ONLINE EXCLUSIVE: Simulator Training Program Aims to Improve Hospital Handoffs


Few medical students receive formal training in how to perform patient handoffs effectively and efficiently, says Vineet Arora, MD, FHM, who chairs an SHM task force on improving handoffs. Most pick it up on the job, but Dr. Arora and her colleagues at the University of Chicago—where she is associate director of the internal-medicine residency program—and at the University of Michigan have been exploring ways to improve the process through education.1 Handoffs and care transitions are a major focus for hospital quality-improvement (QI) efforts nationally.

Dr. Arora’s group created an “observed simulation handoff experience” for medical students and residents, “offering an air of authenticity to the experience without the high-risk environment of learning on live patients,” she explains. Students who have completed an interactive training session perform the simulation at a computer station. They are provided with two types of information: static data about the mock patient—including such information as diagnosis, primary-care physician, and code status from a history and physical report—and video clips offering “a virtual, real-time barrage of constant updates” about the patient’s changing clinical status.

“They are given some time to extract and synthesize the important data for a handoff, and then they go in and perform the handoff in person to a ‘standardized receiver,’ ” Dr. Arora explains. The receiver is a resident or other clinician familiar both with the case and how the handoff should go, and who then provides a standardized evaluation, grade, and feedback.

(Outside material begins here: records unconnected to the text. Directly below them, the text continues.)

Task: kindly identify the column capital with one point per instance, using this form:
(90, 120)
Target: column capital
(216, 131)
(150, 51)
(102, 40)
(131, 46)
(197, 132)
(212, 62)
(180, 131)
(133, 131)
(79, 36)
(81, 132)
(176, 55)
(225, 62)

“The goal is to teach students the triggers that need to be incorporated into an effective handoff,” Dr. Arora says. Her group also reviewed concepts of good handoffs from the medical literature and worked with a psychology expert in human communication.

“How do you teach people to give good handoffs? We don’t know all of the answers, but we think you have to start somewhere,” she says. “Technology can be a great facilitator to make handoffs go better. It’s not a perfect substitute for face-to-face, interactive handoffs, but it can dramatically inform care transitions.”

Larry Beresford is a freelance writer based in Oakland, Calif.


1. Farnan JM, Paro JA, Rodriguez RM, et al. Hand-off education and evaluation: piloting the observed simulated hand-off experience (OSHE). J Gen Intern Med. 2010;25(2):129-134.